ROMANIA - Dorin Ştefan is surely one of Romania's most popular architects. Although he can look back on a career spanning over twenty years and has been working on large-scale architecture for some time, an aura of youth and alternative thinking surrounds him. That image is probably due to the fact that he is still willing to take risks and even to produce failures, rather than take the commonly accepted paths, like the new-found traditionalism or comfortable neo-modernism that shape most of today's architectural production in Romania. He runs the DSBA practice together with his wife, architect Anda Ştefan.
Dorin Ştefan was born in 1950 and graduated from the Ion Mincu Architecture Institute in 1975 (PhD in 1999). He is now a professor at the same school, as well as a practising architect. He started his office, DSBA, in 1990.
Ştefan Ghenciulescu: I remember that some time ago you told me that you weren't afraid of fashions in architecture; moreover, you thought that fashion was a way of reinventing and adjusting to changing reality.
Dorin Ştefan: Yes, indeed. Fashion sometimes has a negative connotation and many regard it as a marginal phenomenon of 'Culture'. However, to me, fashion is an extraordinary stimulus in culture; it often triggers the avant-garde. In essence, fashion is a sensitive and rapid reaction to social and cultural changes. Fashion (not only in clothes) would not be efficient if it did not stimulate and find its resources inside society.
ŞG: When you look back over your career, don't you ever find terrible contradictions between old and recent work?

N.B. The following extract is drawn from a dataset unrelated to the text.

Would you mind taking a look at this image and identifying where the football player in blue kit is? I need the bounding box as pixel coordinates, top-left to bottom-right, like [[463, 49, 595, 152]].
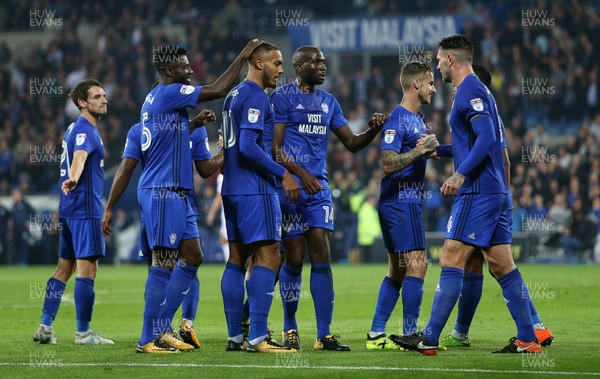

DŞ: No, never, because I have never been attached to, say, postmodernism, to that utterly affirmative return to the traditional vocabulary. This is also related to the Romanian context: it may have been Romania's misfortune, Bucharest's in particular, to know the postmodernist style only through the despicable products of the Ceauşescu era. All I was saying was that I like fashion and am alert to it. However, I never adopt it immediately. Between fashion and my own work there is an interface, a filter that excludes the ephemeral. This is chiefly possible because of the gradual progression from design to the building itself, which allows for reflection on and maturation of initial ideas.